Au Bénin, l’appel à manifester du 25 janvier ne se limite pas à une simple opposition à la présence militaire française. Il s’agit d’une contestation plus profonde des relations franco-africaines, d’une volonté de rompre avec un passé colonial et de réaffirmer l’indépendance nationale face à un partenaire perçu comme dépassé, voire contre-productif dans sa politique sécuritaire.
L’impact de la manifestation sur les relations franco-béninoises
La manifestation du 25 janvier à Cotonou sera un événement majeur à suivre de près. Au-delà du symbole qu’elle représente pour les partisans du retrait des forces françaises, elle pourrait marquer un tournant dans les relations entre le Bénin et la France, deux pays pourtant historiquement liés. Si la mobilisation est massive et si les autorités béninoises ne parviennent pas à apaiser les tensions, cette manifestation pourrait entraîner une réévaluation de la coopération entre les deux nations, particulièrement dans le domaine militaire.

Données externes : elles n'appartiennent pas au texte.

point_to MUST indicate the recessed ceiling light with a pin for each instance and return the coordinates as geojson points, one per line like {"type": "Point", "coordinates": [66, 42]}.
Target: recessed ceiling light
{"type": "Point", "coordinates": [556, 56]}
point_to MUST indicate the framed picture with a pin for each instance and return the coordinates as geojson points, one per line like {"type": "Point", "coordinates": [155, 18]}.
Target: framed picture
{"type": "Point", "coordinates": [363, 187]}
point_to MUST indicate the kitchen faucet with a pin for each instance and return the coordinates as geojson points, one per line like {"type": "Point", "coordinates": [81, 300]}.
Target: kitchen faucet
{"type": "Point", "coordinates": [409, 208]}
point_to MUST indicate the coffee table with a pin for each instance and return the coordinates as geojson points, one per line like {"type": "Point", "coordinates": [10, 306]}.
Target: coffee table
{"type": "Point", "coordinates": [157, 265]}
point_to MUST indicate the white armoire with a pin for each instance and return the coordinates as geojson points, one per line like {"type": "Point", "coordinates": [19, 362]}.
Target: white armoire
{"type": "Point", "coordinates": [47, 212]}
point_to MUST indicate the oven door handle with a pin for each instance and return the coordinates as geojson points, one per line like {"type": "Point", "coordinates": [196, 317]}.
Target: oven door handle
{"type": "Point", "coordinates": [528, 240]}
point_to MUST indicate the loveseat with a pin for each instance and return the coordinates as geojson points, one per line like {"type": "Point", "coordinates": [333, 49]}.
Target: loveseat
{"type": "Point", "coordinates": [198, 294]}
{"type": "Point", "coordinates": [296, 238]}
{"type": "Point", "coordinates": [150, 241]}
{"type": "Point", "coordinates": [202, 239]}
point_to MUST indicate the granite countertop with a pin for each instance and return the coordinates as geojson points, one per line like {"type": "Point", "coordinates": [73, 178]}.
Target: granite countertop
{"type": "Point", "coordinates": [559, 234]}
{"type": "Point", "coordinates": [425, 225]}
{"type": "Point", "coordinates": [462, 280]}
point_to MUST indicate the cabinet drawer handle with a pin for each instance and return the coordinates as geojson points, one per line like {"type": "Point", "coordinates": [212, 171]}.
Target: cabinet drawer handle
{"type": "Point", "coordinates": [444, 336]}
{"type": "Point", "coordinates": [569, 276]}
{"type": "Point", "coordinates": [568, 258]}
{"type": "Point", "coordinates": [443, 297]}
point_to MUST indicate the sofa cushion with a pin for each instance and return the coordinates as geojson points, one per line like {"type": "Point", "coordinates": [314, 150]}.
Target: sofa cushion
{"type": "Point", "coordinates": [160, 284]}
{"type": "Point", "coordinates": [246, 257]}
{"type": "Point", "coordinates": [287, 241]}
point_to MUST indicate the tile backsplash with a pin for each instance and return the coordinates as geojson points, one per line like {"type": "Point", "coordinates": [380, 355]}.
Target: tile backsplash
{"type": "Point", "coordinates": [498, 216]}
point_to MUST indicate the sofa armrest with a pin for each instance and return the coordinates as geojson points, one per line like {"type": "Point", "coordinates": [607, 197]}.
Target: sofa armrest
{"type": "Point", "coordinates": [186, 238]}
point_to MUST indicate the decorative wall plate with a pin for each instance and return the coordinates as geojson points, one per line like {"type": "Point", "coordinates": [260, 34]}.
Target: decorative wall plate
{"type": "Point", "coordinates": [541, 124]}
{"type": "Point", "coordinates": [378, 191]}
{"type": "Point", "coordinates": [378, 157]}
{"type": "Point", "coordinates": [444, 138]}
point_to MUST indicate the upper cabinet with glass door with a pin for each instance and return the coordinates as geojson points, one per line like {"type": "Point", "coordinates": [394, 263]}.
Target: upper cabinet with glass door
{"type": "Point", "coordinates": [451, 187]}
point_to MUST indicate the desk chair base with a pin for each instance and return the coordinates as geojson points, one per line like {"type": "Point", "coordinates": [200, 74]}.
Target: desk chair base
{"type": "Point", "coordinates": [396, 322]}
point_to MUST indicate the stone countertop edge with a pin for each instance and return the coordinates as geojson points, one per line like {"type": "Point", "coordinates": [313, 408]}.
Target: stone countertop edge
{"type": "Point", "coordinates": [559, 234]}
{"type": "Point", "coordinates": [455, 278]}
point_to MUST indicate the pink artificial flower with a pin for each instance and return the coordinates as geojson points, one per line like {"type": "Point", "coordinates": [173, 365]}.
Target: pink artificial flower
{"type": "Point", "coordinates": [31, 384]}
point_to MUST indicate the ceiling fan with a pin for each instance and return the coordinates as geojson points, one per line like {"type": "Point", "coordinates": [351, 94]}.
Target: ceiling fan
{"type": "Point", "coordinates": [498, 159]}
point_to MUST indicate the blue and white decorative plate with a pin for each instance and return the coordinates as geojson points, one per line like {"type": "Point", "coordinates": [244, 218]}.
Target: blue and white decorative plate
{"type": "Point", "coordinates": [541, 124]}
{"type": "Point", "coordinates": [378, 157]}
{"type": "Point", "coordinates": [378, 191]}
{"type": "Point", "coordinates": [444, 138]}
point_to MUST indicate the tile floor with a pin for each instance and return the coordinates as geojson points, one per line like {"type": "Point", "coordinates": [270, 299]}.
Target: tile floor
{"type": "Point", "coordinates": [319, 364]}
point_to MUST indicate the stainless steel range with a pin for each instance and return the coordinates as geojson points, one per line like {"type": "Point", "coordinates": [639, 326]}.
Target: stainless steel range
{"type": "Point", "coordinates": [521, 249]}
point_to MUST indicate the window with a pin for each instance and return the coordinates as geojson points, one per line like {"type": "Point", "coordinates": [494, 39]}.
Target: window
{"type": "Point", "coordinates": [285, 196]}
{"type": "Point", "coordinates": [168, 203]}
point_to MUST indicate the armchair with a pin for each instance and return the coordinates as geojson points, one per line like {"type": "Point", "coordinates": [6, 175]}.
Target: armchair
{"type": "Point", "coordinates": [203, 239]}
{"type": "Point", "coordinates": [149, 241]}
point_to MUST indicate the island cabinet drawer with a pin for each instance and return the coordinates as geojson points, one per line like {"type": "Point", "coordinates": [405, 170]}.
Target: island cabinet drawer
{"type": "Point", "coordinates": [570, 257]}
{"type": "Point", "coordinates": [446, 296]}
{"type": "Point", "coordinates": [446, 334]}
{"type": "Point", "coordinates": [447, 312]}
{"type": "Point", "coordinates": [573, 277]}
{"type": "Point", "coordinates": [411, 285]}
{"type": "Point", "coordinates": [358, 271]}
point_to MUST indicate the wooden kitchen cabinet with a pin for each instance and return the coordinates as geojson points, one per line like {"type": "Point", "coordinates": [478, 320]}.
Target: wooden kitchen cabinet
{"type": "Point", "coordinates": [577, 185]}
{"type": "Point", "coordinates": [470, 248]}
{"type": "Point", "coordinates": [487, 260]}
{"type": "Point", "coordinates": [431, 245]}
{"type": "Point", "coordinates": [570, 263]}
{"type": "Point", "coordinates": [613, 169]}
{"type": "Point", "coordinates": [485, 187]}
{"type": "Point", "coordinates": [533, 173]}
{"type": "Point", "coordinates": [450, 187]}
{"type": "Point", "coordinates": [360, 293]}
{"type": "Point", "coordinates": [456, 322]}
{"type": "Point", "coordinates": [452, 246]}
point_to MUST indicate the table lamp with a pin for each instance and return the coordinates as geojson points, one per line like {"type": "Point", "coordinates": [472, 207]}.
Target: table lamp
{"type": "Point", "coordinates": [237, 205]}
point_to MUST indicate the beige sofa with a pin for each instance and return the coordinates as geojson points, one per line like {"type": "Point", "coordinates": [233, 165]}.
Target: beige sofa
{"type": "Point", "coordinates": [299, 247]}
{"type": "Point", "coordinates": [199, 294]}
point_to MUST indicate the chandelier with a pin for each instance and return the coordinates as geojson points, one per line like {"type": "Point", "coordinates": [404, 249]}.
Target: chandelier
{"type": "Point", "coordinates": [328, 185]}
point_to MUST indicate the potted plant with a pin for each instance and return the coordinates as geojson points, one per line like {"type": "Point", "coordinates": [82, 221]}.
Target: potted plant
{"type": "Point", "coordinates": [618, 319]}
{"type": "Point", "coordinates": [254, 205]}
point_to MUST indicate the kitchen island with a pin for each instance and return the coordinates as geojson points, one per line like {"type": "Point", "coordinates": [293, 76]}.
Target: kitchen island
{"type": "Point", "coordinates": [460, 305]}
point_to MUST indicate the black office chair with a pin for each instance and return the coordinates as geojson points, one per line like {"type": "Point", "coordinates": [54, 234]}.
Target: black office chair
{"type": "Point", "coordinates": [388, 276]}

Les autorités béninoises, bien que discrètes sur la question, semblent toutefois réagir à cette montée de contestation. Certaines sources affirment que les efforts pour sécuriser le nord du pays se sont intensifiés ces derniers mois, avec un recours croissant à des solutions internes et régionales. Si ces efforts se poursuivent, il est possible que le Bénin cherche à redéfinir ses relations avec la France, en privilégiant des partenariats plus équilibrés et moins dépendants de l’assistance militaire étrangère.
Le Bénin, à l’instar de nombreux pays d’Afrique de l’Ouest, se trouve à un carrefour. D’un côté, le pays doit faire face à la menace croissante du terrorisme, une réalité qui bouscule ses équilibres internes et extérieurs. De l’autre, il aspire à une plus grande autonomie dans la gestion de sa sécurité, un processus qui passe par un éloignement de l’influence française, jugée trop intrusive et inefficace par une frange de la population.

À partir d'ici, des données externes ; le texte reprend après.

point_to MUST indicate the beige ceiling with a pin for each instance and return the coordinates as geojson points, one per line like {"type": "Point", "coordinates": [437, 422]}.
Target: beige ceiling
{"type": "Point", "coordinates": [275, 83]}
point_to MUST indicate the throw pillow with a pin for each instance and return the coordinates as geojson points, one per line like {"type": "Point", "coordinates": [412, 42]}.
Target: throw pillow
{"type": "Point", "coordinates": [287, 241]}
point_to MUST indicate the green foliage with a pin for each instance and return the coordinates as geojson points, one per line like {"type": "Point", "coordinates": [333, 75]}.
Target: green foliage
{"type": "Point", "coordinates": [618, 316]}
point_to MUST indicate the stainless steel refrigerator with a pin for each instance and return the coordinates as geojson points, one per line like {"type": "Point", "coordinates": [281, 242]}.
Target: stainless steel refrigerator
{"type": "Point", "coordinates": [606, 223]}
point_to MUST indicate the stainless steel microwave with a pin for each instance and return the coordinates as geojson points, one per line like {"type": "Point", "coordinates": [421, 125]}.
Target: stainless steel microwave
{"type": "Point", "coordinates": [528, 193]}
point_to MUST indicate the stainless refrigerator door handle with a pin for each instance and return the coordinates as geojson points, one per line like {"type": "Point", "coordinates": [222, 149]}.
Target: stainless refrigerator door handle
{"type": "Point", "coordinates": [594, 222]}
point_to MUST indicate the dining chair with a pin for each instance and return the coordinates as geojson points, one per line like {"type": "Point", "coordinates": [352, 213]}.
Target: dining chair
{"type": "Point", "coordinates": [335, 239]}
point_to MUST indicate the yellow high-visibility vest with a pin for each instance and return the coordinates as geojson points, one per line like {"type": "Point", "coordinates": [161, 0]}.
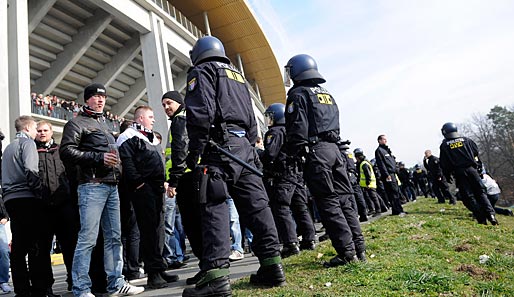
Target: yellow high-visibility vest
{"type": "Point", "coordinates": [362, 182]}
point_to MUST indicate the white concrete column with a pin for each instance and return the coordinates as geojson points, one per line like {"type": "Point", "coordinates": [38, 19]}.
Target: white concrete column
{"type": "Point", "coordinates": [157, 71]}
{"type": "Point", "coordinates": [18, 55]}
{"type": "Point", "coordinates": [206, 22]}
{"type": "Point", "coordinates": [4, 75]}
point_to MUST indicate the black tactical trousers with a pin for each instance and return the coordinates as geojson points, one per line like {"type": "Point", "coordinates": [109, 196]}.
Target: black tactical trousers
{"type": "Point", "coordinates": [148, 205]}
{"type": "Point", "coordinates": [393, 193]}
{"type": "Point", "coordinates": [330, 186]}
{"type": "Point", "coordinates": [468, 181]}
{"type": "Point", "coordinates": [287, 201]}
{"type": "Point", "coordinates": [249, 195]}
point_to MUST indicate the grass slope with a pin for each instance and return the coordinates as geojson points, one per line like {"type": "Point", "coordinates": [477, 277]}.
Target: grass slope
{"type": "Point", "coordinates": [433, 251]}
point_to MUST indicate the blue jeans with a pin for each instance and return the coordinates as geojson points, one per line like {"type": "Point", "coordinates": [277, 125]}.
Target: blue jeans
{"type": "Point", "coordinates": [99, 205]}
{"type": "Point", "coordinates": [172, 249]}
{"type": "Point", "coordinates": [235, 228]}
{"type": "Point", "coordinates": [4, 255]}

La manifestation du 25 janvier pourrait ainsi incarner un tournant décisif dans cette dynamique. Quelles que soient ses conséquences immédiates, elle témoigne d’un changement profond dans les mentalités et les attentes des populations africaines, de plus en plus déterminées à prendre en main leur propre destinée, loin des anciennes puissances coloniales. Alors que l’influence française en Afrique semble en déclin, cette mobilisation pourrait annoncer une nouvelle ère pour le Bénin et, au-delà, pour le continent africain, où la recherche d’une coopération plus équitable et respectueuse des souverainetés nationales devient un impératif croissant.
L’issue de cette manifestation sera scrutée non seulement par les autorités béninoises, mais aussi par les observateurs internationaux, qui voient en elle un baromètre des tensions croissantes entre la France et ses anciennes colonies. Elle pourrait bien dessiner les contours d’un nouveau chapitre dans l’histoire des relations franco-africaines.